An internal memorandum titled “GLYPHOSATE: Report of the Cancer Assessment Review Committee (CARC)” was posted on the agency’s website on April 29, 2016, along with a separate report on atrazine, another investigated herbicide. That report concluded that glyphosate was “not likely to be carcinogenic to humans,” but it vanished from the EPA website days later.
Last week, the European Chemicals Agency also concluded that glyphosate should not be classified as a carcinogen.
While the EPA report was available online, Monsanto had copied the document and referenced it in a lawsuit filed by workers in the agricultural sector who claim that Roundup gave them cancer.
Coincidentally or not, Jess Rowland, the chair of CARC and an EPA deputy division director, resigned shortly after.

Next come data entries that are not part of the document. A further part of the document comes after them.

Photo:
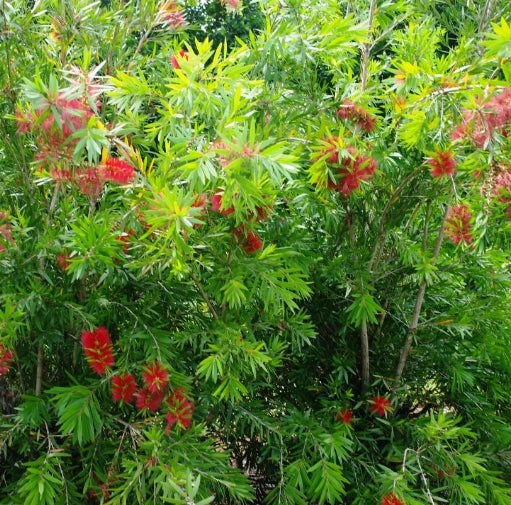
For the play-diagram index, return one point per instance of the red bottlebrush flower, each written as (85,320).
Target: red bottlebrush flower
(331,150)
(63,261)
(391,499)
(155,377)
(123,388)
(180,410)
(6,358)
(116,170)
(145,400)
(357,114)
(125,240)
(253,243)
(493,116)
(24,122)
(380,405)
(442,163)
(216,205)
(354,169)
(62,175)
(174,58)
(457,224)
(345,416)
(89,182)
(98,349)
(232,5)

On May 12, 2016, less than two weeks after the document was withdrawn, U.S. Right to Know submitted a FOIA request to access the EPA’s records “referring or relating to the CARC report on glyphosate” from January 1, 2015. It also requested access to its records of communication between Monsanto and the EPA “that discuss or relate to glyphosate.”
Under FOIA, the agency had 20 days to comply with the request. According to the lawsuit, the EPA stated in a May 26, 2016, letter “that it had initiated a search for responsive records that ‘could take up to 2-3 weeks to complete.’” However, when the lawsuit was submitted earlier this month, it had been over 205 days since the request and the EPA had neither submitted any documents nor made a determination on the request.
Gillam noted that the delay could simply be part of a troubling trend.
“Freedom of Information has been a real problem in the United States of late,” she told WhoWhatWhy. “This certainly isn’t an isolated incident by any means — the US federal agencies have been failing to comply with FOIA, repeatedly, for several years. In the last few years, particularly.”
The EPA received over 10,000 FOIA requests in the last fiscal year. Granted requests took on average 163 days and up to 2011 days to process. By comparison, the average processing time for granting requests in 2012 was 44 days, with the maximum of 851 days.
The agency has not responded to a request for comment.
Because of the ongoing litigation, which was triggered by the 2015 IARC report, it would appear that the delay is helping Monsanto.
Earlier this month, presiding Judge Vince Chhabria of the San Francisco federal court unsealed files from both Monsanto and the EPA.
One email from Monsanto executive William F. Heydens, as detailed by The New York Times, suggested that the company did some ghostwriting for the agency. Another email from Monsanto executive Dan Jenkins claims that Jess Rowland, the EPA official who left last year, had told him, in reference to the agency’s review: “If I can kill this, I deserve a medal.”
Monsanto refutes the New York Times story on this new information, claiming that the article had “cherry picked data,” made “misleading claims,” and “overlooked the benefits of GMOs for farmers in the developing world.”
“The allegation that glyphosate can cause cancer in humans is inconsistent with decades of comprehensive safety review by the leading regulatory authorities around the world,” Daphne Dorsey, a Monsanto spokesperson, told WhoWhatWhy.
For now, the activists are still willing to give the EPA the benefit of the doubt.
“Maybe they’re just overwhelmed but maybe there’s something else there,” Gillam said. “But legally, they are required to make this information public and to be responsive to the Freedom of Information Act and they haven’t been so we’re trying to hold them responsible.”